Unlike the newcomers, indigenous people generally had no concept of buying or selling or individual property ownership. Land was owned communally. It is dubious that the purchase prices of bed caps, beads and axes amongst other things, would have been fully understood in terms of there being a transference of their lands into the sole ownership of their guests (fencing & no trespass signs included) in exchange for the said trinkets and other sundry items of no great value, not in real estate terms anyway. And lest you think the newcomers didn’t know or understand the limited knowledge of indigenous peoples regarding real estate consider the following. When the Batavia merchants of the Dutch East India Company were sending out Abel Tasman what they recorded spells out quite clearly their expectations: (see extended version here) ….
“…especially trying to find out what commodities their country yields, likewise inquiring after gold and silver, whether the latter are by them held in high esteem; making them believe that you are by no means eager for precious metals, so as to leave them ignorant of the value of the same; and if they should offer you gold or silver in exchange for your articles, you will pretend to hold the same in slight regard, showing them copper, pewter, or lead, and giving them an impression as if the minerals last mentioned were by us set greater value on.’ (http://nzetc.victoria.ac.nz/tm/scholarly/tei-BeaDisc-t1-body-d2.html)
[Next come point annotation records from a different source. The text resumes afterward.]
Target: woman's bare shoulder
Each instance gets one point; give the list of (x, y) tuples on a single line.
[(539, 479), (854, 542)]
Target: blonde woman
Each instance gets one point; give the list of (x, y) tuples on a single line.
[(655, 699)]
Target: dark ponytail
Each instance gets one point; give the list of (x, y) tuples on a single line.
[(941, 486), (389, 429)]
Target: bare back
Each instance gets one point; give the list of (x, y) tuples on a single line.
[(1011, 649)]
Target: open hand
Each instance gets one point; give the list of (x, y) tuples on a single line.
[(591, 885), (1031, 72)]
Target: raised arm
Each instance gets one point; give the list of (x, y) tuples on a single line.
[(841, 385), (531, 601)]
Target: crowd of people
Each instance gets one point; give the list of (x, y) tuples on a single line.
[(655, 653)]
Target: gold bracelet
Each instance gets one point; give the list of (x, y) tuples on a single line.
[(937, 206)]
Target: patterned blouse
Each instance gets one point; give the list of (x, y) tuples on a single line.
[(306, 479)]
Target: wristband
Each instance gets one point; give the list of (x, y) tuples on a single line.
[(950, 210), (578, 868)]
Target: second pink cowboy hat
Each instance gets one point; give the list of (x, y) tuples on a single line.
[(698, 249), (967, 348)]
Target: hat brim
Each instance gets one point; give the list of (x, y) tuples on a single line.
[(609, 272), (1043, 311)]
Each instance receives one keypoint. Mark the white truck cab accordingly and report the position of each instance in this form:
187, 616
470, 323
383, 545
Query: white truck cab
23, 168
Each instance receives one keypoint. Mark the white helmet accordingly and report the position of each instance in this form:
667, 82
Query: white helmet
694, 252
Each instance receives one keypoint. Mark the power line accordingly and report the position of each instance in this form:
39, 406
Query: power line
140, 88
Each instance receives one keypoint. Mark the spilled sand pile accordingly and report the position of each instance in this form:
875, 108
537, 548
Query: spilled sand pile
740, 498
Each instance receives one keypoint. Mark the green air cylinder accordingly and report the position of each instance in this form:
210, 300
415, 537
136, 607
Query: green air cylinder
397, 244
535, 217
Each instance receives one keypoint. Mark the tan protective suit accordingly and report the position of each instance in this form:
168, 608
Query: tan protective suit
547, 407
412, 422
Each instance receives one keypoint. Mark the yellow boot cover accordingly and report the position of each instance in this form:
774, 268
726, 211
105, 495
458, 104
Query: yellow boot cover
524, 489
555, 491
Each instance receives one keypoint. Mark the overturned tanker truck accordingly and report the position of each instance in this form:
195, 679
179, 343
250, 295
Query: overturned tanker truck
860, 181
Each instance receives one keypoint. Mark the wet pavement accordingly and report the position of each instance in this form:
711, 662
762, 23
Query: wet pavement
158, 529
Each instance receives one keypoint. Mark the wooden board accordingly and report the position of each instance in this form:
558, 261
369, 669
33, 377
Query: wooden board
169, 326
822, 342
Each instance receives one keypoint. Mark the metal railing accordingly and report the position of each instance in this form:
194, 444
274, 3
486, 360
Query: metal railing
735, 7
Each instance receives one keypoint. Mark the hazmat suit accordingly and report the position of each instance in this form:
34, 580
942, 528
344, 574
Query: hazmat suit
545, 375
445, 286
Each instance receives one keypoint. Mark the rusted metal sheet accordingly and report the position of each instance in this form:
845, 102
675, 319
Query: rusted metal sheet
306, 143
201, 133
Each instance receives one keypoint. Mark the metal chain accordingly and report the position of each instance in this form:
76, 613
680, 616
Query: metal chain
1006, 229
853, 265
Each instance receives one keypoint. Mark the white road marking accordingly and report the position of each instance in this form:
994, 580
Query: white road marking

The following is a list of the items Reverend Henry Williams paid for his 3,000 acres of land at Pouerua in NZ’s Bay of Islands;
Ninety blankets, two hundred dollars, four cows, two casks of tobacco, seven hundred pipes, twenty-five iron pots, twenty-six axes, twenty-six hoes, eight adzes, six spades, four pairs of scissors, eleven knives, twelve books (Putting the Land on the Map, Govett Brewster Gallery, p 33).
Today, some 800 direct descendants of Williams own more land than any other family in New Zealand, large tracts on the East Coast, Bay of Plenty, Hawke’s Bay and the Wairarapa, worth at least $30 million (The Rich List, G. Hunt pp 22-25). (That figure cited is at least a decade ago so values will have changed of course).